Throughout the film, you don’t really get a sense of why these kids want to do what they’re doing. They are just adamant about it. Maybe that was done purposely by the filmmakers. After all, in the “basement tapes”, you get more of a sense of Klebold and Harris’s detachment from reality than you do get a glimpse of their inner turmoil. But I think in the sense of a film, your job as a filmmaker is to make a point about something. Say something about it. And here, it looks like they carelessly left out a very vital part in what they were trying to say: WHY did these kids get drawn into such a blinding rage?

The other thing that you would have a very strong argument against this film is that it does in fact SHOW you how to make bombs and how to make weapons more easily to conceal.

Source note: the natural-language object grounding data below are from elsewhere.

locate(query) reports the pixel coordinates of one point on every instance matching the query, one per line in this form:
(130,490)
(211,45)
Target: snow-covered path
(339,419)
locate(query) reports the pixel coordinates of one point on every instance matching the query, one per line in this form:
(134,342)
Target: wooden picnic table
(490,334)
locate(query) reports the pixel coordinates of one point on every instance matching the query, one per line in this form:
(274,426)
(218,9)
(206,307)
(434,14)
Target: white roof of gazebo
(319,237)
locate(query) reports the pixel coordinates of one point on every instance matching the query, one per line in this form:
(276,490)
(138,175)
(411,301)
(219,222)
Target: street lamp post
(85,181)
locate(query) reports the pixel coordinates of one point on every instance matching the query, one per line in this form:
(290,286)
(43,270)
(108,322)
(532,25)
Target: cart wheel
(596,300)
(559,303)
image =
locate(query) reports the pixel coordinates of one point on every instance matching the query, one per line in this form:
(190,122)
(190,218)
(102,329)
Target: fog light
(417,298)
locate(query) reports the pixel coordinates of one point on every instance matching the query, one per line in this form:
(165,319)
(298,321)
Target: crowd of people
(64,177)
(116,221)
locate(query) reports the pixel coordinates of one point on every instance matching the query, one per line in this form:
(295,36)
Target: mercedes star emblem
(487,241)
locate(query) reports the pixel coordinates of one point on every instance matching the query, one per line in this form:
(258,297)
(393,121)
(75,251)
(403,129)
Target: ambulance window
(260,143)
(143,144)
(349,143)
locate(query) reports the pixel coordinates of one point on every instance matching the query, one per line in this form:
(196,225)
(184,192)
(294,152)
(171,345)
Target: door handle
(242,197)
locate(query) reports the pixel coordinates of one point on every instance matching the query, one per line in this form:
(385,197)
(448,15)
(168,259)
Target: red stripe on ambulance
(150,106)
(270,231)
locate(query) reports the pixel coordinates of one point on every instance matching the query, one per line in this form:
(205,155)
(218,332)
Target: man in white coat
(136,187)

Not that this was intended to be a “how to” but I didn’t really like the fact that this movie could be used as a means for copycats to use. I even give Gus Van Sant credit, with his infinitely inferior “Elephant”, that he said he didn’t want any scene that showed the kids obtaining or training with guns so that there wouldn’t be any use for it for anyone.

I said that “Zero Day” was constructed to resemble the Columbine massacre and, as the film goes on, its resemblance grows stronger. There’s even a scene in which Cal goes to the prom, something indicated in the “basement tapes”. Also toward the end, they do give you the meaning of “Zero Day”–it was supposed to be the first day that it was below zero, and the attack would ensue; but because of a banal incident, it was set to a later date, in May. The day before the massacre, they make one final “Good-bye” speech, and again, much like the “basement tapes”, it’s them saying good-bye and telling the camera that NO ONE is to blame but them for this. Their parents didn’t know, the guys they got the guns from didn’t know, there was no one a part of it except the “Army of Two”. Andre also pontificates that they are “setting people free”, and not doing something horrible that people will surely condemn them for. Cal finishes with “We’re all animals.”

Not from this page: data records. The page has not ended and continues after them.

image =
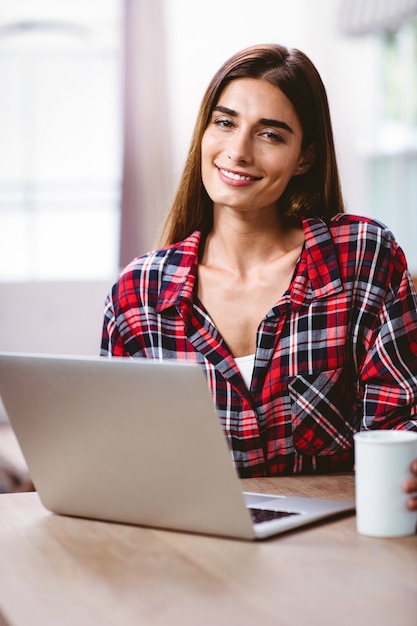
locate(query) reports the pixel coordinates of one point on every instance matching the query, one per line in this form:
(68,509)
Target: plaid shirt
(337,353)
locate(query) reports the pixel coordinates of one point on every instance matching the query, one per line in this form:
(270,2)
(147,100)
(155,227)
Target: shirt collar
(318,263)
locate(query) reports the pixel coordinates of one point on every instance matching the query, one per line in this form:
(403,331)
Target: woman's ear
(307,159)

And finally, on “Zero Day”, the film does shift its perspective. The two kids leave their camera in the car, and head into the school. The shooting sequences all are captured on surveillance, and the audio is all coming through a 9-1-1 call from one of the students. You can hear the shooters in the background as the 9-1-1 operator pleads with them to get on the line and try to get them to stop what they’re doing. It does get a little annoying to consistently hear, “Andre, pick up. Pick up, Andre” from the operator–however, your attention should be focused more on the shocking footage of the kids shooting and killing innocent teenagers, and I found myself shaking while watching it. It was almost TOO much like watching the Columbine surveillance footage.

The two finally kill themselves, but the scene is much more powerful than I thought it would turn out to be because one of them hesitates, and there is a great moment in which it looks like the two might be captured, or there’s some kind of epiphany they have about what they’ve done–but in the end, the inevitable happens.

The final scene of the film is, to me, a bit unnecessary but I think it’s in there for you to make what you want of it. Overall, I think the message is clear that this film’s approach was to show you as close as possible what happened at Columbine, and the events leading up to it. Somewhat like “Flight 93?, but obviously this is about something very different and it’s tragic and chilling in a different way.

This isn’t a film I’d say is something “important” to watch; but it does deserve some recognition. While I’m still waiting for a film that shows a much broader angle than just focusing on the killers and the killing and gives you an insight into high school life in general and again WHY these kids will be lead to this sort of thing, I think “Zero Day” is an honest effort. Unlike Van Sant’s uber pretentious and empty “Elephant”, “Zero Day” is powerful and intriguing, and the hardest part about it is–you actually like the two kids to a certain point.